Francesco Giardini and Cestelli, driving the Osca MT4 1100 won the 'S1.1' class. Piero Carini with A. Artesani in the Alfa Romeo 1900 TI were first in the 'TS' category. Franco Ribaldi aided by Basili, driving the Lancia Aurelia GT won the 'GT+2.0' class. The smallest engine capacity class, 'S350', was won by the Romiti brothers in the Iso Isetta.

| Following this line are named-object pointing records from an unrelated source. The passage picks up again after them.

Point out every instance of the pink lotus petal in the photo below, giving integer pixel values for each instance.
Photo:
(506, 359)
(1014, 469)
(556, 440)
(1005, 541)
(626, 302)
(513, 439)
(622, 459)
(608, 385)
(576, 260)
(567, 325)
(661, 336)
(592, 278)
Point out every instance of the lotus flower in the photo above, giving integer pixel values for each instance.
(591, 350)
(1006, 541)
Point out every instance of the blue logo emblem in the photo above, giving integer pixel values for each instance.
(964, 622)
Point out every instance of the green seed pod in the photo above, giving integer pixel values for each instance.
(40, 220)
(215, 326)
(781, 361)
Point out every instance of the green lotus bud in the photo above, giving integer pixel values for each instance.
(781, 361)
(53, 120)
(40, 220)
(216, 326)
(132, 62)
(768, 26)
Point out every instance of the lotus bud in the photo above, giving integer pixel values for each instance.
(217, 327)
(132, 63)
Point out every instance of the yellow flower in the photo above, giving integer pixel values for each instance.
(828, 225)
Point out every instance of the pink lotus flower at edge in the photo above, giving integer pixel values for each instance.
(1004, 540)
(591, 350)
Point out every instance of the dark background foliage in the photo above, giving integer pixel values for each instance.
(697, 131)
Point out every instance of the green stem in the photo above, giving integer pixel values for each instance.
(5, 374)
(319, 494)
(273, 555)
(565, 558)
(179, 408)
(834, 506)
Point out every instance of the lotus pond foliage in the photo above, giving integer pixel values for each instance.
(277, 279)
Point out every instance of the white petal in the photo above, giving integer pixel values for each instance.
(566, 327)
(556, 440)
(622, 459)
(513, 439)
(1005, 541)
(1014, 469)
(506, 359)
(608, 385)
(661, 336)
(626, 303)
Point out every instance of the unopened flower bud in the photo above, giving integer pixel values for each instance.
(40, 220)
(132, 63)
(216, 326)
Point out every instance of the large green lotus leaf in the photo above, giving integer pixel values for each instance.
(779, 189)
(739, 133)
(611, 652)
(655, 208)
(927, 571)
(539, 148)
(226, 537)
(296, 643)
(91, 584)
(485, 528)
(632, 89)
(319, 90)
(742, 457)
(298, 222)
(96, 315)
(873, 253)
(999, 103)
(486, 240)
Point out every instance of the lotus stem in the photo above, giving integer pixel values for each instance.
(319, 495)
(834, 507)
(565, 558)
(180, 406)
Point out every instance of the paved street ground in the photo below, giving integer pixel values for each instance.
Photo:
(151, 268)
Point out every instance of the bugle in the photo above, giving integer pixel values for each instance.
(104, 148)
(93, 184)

Top results of the 1954 Coppa della Toscana:

| Pos. | Class Pos. | Class | No. | Drivers | Car |
|---|---|---|---|---|---|
| 1st | 1st | S+2.0 | 937 | Italy Piero Scotti | Ferrari 375 MM spyder |
| 2nd | 2nd | S+2.0 |  | Italy Franco Bordoni Italy A. Da Fano | Gordini T24S 3.0 |
| 3rd | 1st | serS+750 |  | Italy Camillo Luglio Italy Elfo Frignani | Ferrari 250 MM berlinetta |
| 4th | 3rd | S+2.0 |  | Italy Roberto Piodi | Lancia Aurelia GT 2500 |
| 5th | 2nd | serS+750 |  | Italy Sergio Ferraguti | Maserati A6GCS/53 spyder |

===Cancellation===
The race ran for six consecutive editions between 1949 and 1954. In 1955 the ten Tuscan automobile clubs failed to come to an agreement over the next years edition. The Automobile Club of Florence was left without support and the Coppa della Toscana was cancelled. The Club decided to organize an alternative Tuscan race on the Mugello Road Circuit, that would later be known as the Grand Prix of Mugello.

==Revival==
In 1996, the members of the Tuscan Vintage Motor Car Club revived the long-closed event. The recreated race became a tourist event called the Tuscan Cup and is recognized by the ASI organisation. Since 2002 the re-enactment of the historical race combined the organizational support of all the Tuscan Automobile Clubs.